It’s happened to everyone at one point or another. You get an email, you open it, maybe you click on something, and later you think “Wait…what was that really?” With phishing attempts and spam email becoming more sophisticated every day, they’re getting better at tricking people. Even the smartest person can easily make a mistake and click on something they shouldn’t. So rest assured, you’re not an idiot if you fall prey to a phishing attempt – here’s why. Spam email and links look better than ever, they’re more personalized than they used to be, and they can even include information that makes it seem like they really do know their target. Now, instead of “Dear Sir/Madam” I’m seeing “Danielle,” and instead of obvious false links, they often look legitimate unless scrutinized – which not everyone who doesn’t work in IT does every time they get an email. (I don’t blame you if you don’t! If I didn’t work where I do, I probably wouldn’t either.) Even working in IT, I don’t always have time to analyze an email to the extent that I know is necessary. Everyone is busy, and the attackers know it. Bad guys prey on the increased sense of urgency we all face at work, and they’re hoping to override our logic with emotions. Their goal is to scare us, trick us, and most of all make it second nature to complete whatever action they will benefit from. Whether that’s clicking a link, transferring money, or opening an attachment, they’re going to try every tactic they can to make that happen. A few things in particular are prevalent right now. Spear phishing, O365 email scams, CEO fraud, and the ever popular bad attachment are what we see most often.
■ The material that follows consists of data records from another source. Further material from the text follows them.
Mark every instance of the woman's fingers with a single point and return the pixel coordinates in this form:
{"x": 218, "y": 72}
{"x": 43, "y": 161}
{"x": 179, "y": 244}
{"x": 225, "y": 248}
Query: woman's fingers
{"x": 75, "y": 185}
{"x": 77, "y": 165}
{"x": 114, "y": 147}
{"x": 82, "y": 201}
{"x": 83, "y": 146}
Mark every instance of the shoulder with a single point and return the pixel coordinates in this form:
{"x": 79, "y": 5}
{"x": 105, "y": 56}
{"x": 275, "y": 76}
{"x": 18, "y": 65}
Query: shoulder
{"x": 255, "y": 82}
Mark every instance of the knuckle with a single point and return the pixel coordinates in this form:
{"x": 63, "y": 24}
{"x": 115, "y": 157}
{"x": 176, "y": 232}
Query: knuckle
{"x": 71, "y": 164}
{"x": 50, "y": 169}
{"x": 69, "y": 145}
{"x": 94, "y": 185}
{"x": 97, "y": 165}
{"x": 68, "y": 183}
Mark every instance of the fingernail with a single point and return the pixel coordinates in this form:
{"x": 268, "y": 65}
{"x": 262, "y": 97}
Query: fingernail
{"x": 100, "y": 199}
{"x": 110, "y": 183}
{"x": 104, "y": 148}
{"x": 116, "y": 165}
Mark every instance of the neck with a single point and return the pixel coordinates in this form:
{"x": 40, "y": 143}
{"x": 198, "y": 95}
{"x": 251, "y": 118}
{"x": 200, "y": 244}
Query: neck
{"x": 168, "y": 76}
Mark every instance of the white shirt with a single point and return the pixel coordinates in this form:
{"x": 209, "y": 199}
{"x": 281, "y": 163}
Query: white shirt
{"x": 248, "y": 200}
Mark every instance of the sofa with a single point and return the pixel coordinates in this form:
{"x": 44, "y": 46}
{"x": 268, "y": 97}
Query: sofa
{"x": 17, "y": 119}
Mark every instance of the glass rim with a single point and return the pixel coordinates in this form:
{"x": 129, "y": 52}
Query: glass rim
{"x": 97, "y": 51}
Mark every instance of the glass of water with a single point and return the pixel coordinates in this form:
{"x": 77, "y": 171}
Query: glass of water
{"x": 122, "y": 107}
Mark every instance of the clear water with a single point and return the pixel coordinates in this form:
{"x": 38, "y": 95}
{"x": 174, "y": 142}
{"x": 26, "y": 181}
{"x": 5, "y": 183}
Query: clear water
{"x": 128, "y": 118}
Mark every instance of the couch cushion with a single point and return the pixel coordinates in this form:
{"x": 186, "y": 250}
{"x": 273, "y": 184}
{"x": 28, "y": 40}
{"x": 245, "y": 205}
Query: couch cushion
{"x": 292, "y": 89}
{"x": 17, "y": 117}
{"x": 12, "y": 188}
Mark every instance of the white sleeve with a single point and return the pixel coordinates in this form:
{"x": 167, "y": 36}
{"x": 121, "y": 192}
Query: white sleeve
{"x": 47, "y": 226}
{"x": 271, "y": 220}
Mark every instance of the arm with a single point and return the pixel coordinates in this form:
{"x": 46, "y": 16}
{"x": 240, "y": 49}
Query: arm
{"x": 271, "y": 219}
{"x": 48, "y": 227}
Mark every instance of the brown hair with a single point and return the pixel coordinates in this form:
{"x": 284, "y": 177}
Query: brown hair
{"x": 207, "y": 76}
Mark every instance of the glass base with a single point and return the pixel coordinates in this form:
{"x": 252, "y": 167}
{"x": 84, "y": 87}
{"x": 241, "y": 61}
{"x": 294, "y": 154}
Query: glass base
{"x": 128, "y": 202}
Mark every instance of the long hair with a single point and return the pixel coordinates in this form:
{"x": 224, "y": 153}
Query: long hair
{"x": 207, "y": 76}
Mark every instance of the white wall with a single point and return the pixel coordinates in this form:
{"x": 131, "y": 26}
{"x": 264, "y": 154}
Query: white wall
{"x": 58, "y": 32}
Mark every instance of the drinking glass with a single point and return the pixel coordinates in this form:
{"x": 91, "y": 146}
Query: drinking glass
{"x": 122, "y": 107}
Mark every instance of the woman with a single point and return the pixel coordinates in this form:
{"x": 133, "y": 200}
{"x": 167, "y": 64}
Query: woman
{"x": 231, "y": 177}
Spear PhishingThis specific type of phishing attack is gaining in popularity because its highly customized approach often yields better results than generic phishing attempts. By combing through a combination of easily accessible information (such as your social media profiles, company bios, published articles and more), an attacker can find out who you work with, what your job function is and how to more effectively target you with personalized content. For more on spear phishing, check out this blog.
Tip: Avoid Spear Phishing attacks by closely examining the subject, contents and sender information of the email. Look for letters switched for numbers and vice versa, poor grammar and vague information. Hover over links and compare the text to the URL. Limit the information about work posted to social media when possible.
O365 PhishingO365 email scams are another heavy hitter, because so many people are using the platform now and as Tim Weber said in his blog, “It’s Where the Money Is”. With so many organizations on O365, it’s fairly easy to send out emails warning users of “quarantined emails” needing release, account lockouts and more. Here’s an example of one I got: I don’t know about you, but my Delve analytics (thanks Microsoft!) tell me I open 75% of emails within half an hour of receiving them. If everyone is doing that, chances are they’re looking quickly and are less likely to catch those small tells that an email might not be what it looks like at first glance. Sure, the subject line is off, as are the To: and From: fields, but you might not catch that if you’re taking a quick peek, especially on a mobile device. Learn more about the O365 scams we’re seeing here.
Tip: Protect yourself from O365 scams by closely examining emails you get prior to opening any attachments or clicking on any links. Look for grammatical errors or cases where things are close, but not quite right. (Example: MICROSOFT vs MICR0S0FT) If you have any doubts, go to your IT team or provider directly.
CEO FraudCEO Fraud was at its peak in 2016, and it hasn’t slowed down much. Spam emails impersonating a CEO or high ranking person at a company, asking another employee to do something such as transfer funds or pay an invoice (which is fake) are still circulating. The hackers don’t slouch on their research either, and they often use details they can find on social media to use these strategies when people are traveling and might plausibly ask someone at the office to do something for them. The FBI has been involved with many of these cases, due to the high stakes and financial losses involved.
Tip: If you get a suspicious request from someone, take it out of email to verify it. Call them, text them, go to their office – before completing the request.
Malicious AttachmentsLast but not least, the bad attachment. From Google Docs to Word, bad attachments can come in many shapes and sizes, and often just opening them is enough to compromise the security of your device, and maybe even your network. Popular ones are invoices, resumes and things like shipping labels – types of documents that would be perfectly normal to receive from legitimate sources.
Tip: Be cautious of the sender and the context. Does it make sense for you to have received it? Does that person have any reason to be sending it to you? Is it a document you would normally be consulted on? These things, coupled with suspicious signatures and file names can indicate that the attachment may not be legitimate.